Atrapada entre la intensidad del día a día de la vida académica y la conflictividad del país que se ha reflejado a lo interno con las recientes tomas de edificios, en el 2015 transcurre, sin mucha memoria y análisis, la primera década del actual proceso de reforma de la Universidad Nacional Autónoma de Honduras (UNAH), cuyo inicio formal lo marca la aprobación en el Congreso Nacional de su nueva Ley Orgánica el 31 de diciembre de 2004 y que entró en vigencia a partir de su publicación oficial en el diario La Gaceta en febrero 2005.
Para mí, lo admito, sigue siendo una sorpresa ver al final del decreto las firmas de Ricardo Maduro, Porfirio Lobo Sosa y Juan Orlando Hernández, así como leer en uno de los considerandos que “con el objeto de que la Universidad Nacional Autónoma de Honduras (UNAH), cumpla a cabalidad con sus funciones básicas de investigación propedéutica, docencia, excelencia, investigación científica y extensión, capacitación docente y orientación académica, como agente de cambio de la realidad nacional, requiere en este momento histórico de una profunda transformación de sus estructuras de gobierno, funcionalidad y transparencia en su gestión presupuestaria”.
Sorpresa, digo, porque el consenso político de los poderes Ejecutivo y Legislativo de entonces a favor de establecer los “preceptos legales que propicien la calidad académica y controlen el uso adecuado, racional y eficaz de la asignación presupuestaria que constitucionalmente le es privativa, administrándola con transparencia y absoluta legalidad”, supuso, en términos prácticos, el cese del control absolutista de su propio partido, el Nacional, de la institucionalidad universitaria y la apertura de un proceso de despolitización partidarista de la misma.

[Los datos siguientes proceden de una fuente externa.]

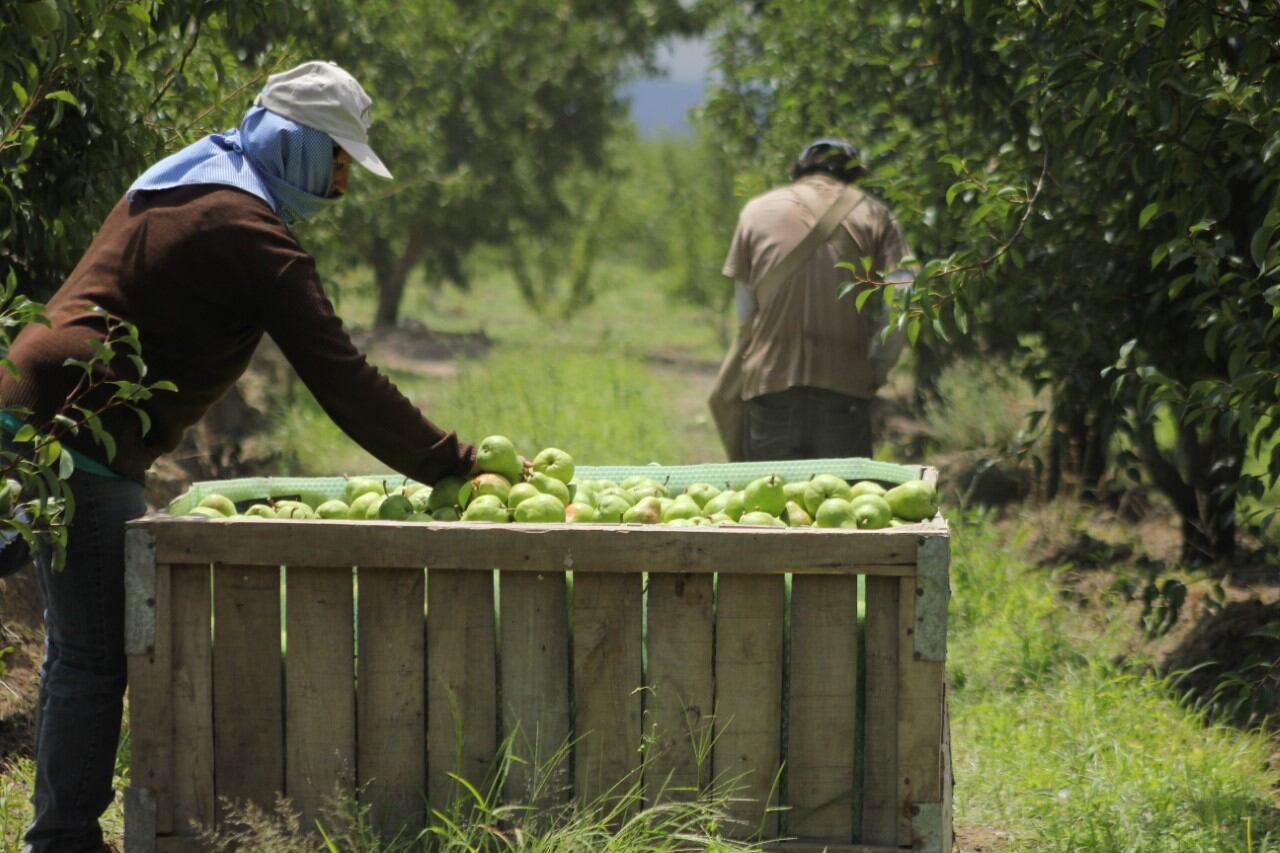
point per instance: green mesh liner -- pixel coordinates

Aquella, quiérase que no, fue una histórica decisión de Estado, de similar trascendencia a la adoptada el 15 de octubre de 1957 por la Junta Militar de Gobierno cuando aprobó, por medio del Decreto No.170, la existencia de la Universidad Nacional Autónoma de Honduras (UNAH), como una institución autónoma, con una asignación presupuestaria no menor del seis por ciento (6%), confiriéndole, entre otras facultades esenciales, la exclusividad de organizar, dirigir y desarrollar la Educación Superior y profesional del país.

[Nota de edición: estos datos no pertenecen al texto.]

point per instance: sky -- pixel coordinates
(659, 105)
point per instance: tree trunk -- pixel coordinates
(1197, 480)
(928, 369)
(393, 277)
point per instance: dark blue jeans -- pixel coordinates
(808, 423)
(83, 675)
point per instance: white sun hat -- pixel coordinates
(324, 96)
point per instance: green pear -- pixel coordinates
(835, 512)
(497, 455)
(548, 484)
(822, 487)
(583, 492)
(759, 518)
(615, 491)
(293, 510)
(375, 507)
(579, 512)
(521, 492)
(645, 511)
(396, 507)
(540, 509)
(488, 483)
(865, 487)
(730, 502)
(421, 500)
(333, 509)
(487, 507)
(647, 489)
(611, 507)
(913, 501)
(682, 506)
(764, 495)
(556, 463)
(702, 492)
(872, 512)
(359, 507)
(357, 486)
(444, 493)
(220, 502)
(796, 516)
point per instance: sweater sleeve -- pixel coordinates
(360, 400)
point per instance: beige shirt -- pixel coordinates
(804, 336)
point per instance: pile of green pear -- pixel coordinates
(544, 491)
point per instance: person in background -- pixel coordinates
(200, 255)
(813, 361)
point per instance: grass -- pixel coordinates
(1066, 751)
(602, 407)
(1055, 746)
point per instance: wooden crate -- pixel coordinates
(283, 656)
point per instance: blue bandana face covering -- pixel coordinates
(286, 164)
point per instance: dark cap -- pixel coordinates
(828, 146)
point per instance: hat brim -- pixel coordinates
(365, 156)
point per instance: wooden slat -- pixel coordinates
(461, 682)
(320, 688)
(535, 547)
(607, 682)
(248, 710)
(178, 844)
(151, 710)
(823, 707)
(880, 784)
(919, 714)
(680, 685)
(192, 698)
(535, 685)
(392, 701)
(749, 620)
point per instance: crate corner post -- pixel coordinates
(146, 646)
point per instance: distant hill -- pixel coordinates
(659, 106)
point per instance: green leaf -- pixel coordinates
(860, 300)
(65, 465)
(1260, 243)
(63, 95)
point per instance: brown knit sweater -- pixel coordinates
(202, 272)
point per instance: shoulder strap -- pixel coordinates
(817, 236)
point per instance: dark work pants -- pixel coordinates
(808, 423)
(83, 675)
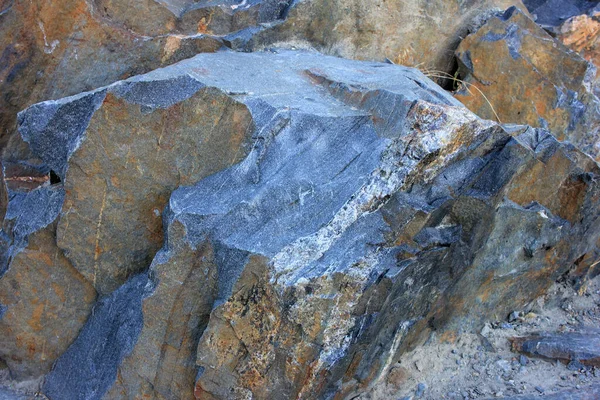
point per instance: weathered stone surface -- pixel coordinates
(591, 392)
(369, 211)
(418, 33)
(177, 133)
(44, 304)
(552, 13)
(510, 66)
(49, 50)
(566, 347)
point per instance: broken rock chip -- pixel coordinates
(510, 66)
(360, 210)
(583, 347)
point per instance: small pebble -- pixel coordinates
(523, 370)
(523, 360)
(539, 389)
(575, 366)
(421, 387)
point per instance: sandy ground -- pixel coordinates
(480, 366)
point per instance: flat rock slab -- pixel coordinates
(551, 13)
(317, 217)
(566, 347)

La decisión de la Junta Militar de Gobierno se comprende más en el contexto histórico de los años 50, quizá la década de cambios más intensa y paradójica en la historia de Honduras, y en el interregno que supuso la administración del llamado triunvirato, sin embargo, la coyuntura del 2004-2005 es menos clara.

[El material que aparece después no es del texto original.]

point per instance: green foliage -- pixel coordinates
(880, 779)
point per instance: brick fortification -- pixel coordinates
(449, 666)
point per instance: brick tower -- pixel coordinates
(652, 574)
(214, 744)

Si la de 1957 fue resultado de un proceso histórico, la de hace diez años fue, más bien, una interrupción histórica puesto que el mandato del modelo de ajuste neoliberal seguido por Maduro se orientaba a la privatización de la institucionalidad pública estratégica y no a su “desprivatización”, porque, al margen de que los legisladores lo hayan tenido claro o no, la reforma se encaminó precisamente a eso, a desprivatizar la universidad del control de gremios, de partidos políticos y de intereses sectarios ajenos que la tenían secuestrada y en plena decadencia.
No fue de un poderoso y combativo movimiento social interno de la universidad de donde partió la demanda de la reforma. Al contrario, entre sus muros la armonía era plena entre la cúpula gremial y las autoridades administrativas en el reparto de privilegios y de la corrupción. Los reformistas, los que cumplían su labor y al mismo tiempo denunciaban el desastre, veían su racionalidad académica atrapada e impotente.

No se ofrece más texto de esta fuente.